WASHINGTON, Jan 20 – US intelligence forces were Tuesday probing information about a "potential threat on inauguration day," but Homeland Security officials said they were uncertain whether it was credible.
"The FBI, the Department of Homeland Security (including the USSS) and the intelligence community are coordinating with other law enforcement authorities to investigate and analyze recently received information about a potential threat on inauguration day," Homeland Security spokesman Russ Knocke said.
But he added as Barack Obama prepared to be sworn in as the nation’s 44th president: "This information is of limited specificity and uncertain credibility."
According to local radio station WTOP, security services had received a tipoff late Monday of a potential threat to Tuesday’s ceremonies from a Somali group called the al-Shabab.
The group, which is said to have a cell in the United States, has been classified by the US government as a terrorist organization.

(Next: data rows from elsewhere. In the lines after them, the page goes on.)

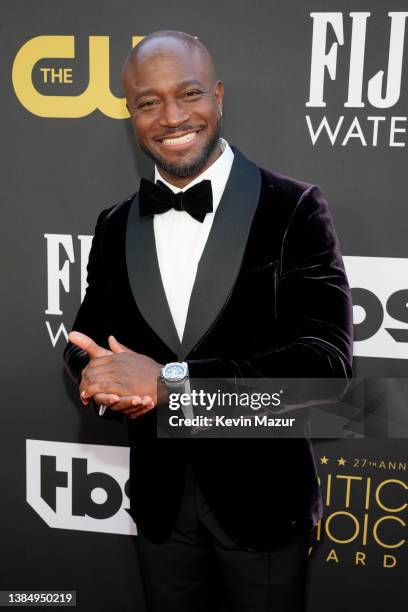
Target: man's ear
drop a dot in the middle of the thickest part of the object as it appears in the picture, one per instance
(219, 94)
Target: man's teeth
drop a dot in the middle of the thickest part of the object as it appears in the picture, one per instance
(179, 140)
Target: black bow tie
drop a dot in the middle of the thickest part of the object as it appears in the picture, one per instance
(156, 198)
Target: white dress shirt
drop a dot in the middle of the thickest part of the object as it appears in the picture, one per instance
(180, 239)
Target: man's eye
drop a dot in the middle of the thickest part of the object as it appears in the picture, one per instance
(147, 103)
(192, 93)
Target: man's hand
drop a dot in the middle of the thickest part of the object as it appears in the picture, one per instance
(119, 378)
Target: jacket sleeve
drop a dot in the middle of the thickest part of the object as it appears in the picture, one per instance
(92, 316)
(313, 308)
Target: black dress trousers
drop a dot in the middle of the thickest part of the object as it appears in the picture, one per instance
(199, 568)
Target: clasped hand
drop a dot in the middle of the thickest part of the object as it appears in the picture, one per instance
(120, 378)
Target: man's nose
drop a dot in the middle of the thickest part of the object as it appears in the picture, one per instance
(174, 114)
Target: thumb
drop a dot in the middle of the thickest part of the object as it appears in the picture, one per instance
(88, 345)
(117, 347)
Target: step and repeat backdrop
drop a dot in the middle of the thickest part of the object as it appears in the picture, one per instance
(314, 90)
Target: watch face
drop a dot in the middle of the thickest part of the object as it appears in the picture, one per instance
(175, 371)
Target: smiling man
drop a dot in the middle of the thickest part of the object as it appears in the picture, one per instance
(217, 268)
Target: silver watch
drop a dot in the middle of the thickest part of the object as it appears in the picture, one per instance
(174, 374)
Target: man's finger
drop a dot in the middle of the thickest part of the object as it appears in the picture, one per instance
(106, 399)
(117, 347)
(134, 403)
(87, 344)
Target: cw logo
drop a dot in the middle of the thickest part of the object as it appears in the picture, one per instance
(97, 95)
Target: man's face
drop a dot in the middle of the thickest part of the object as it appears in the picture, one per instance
(175, 107)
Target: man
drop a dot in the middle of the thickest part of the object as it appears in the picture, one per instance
(240, 277)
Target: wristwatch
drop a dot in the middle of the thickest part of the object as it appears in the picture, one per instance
(174, 375)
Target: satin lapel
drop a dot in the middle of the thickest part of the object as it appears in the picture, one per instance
(145, 278)
(222, 256)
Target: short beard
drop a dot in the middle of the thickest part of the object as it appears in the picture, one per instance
(181, 169)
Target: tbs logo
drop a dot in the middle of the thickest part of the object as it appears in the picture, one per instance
(380, 305)
(79, 486)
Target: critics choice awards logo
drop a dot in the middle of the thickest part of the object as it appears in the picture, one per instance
(365, 511)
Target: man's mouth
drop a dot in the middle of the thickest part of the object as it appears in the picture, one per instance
(180, 139)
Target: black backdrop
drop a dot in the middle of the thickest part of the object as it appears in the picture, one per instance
(64, 160)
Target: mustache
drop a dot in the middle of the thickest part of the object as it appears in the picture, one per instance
(176, 130)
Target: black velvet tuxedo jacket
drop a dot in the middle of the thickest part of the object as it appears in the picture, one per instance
(270, 299)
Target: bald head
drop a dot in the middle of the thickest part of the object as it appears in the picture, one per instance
(163, 42)
(175, 103)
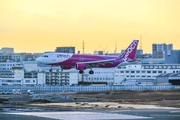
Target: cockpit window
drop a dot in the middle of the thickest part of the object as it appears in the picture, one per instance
(45, 56)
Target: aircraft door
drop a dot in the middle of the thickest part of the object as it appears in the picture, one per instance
(54, 58)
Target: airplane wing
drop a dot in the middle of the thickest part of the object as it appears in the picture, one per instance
(101, 62)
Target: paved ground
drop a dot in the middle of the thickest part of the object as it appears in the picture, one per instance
(157, 114)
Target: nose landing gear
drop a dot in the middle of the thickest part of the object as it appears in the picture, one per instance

WTOP said the FBI recently confirmed that some Somalis living in the United States had returned home for training by the group.
"Authorities at all levels are vigorously pursuing any lead relating to this threat information," Knocke said, adding that Obama’s transition team had been briefed.
A tight security blanket has been thrown over the US capital for Tuesday’s historic inauguration with more than 12,500 active troops and military reservists and thousands of metropolitan police patrolling the streets.
"As we have previously said, inauguration events could present an attractive target due to the large public gatherings and participation of many dignitaries," Knocke said.
"Authorities are constantly reviewing security measures in light of this threat information, as we would with any threat information," he added.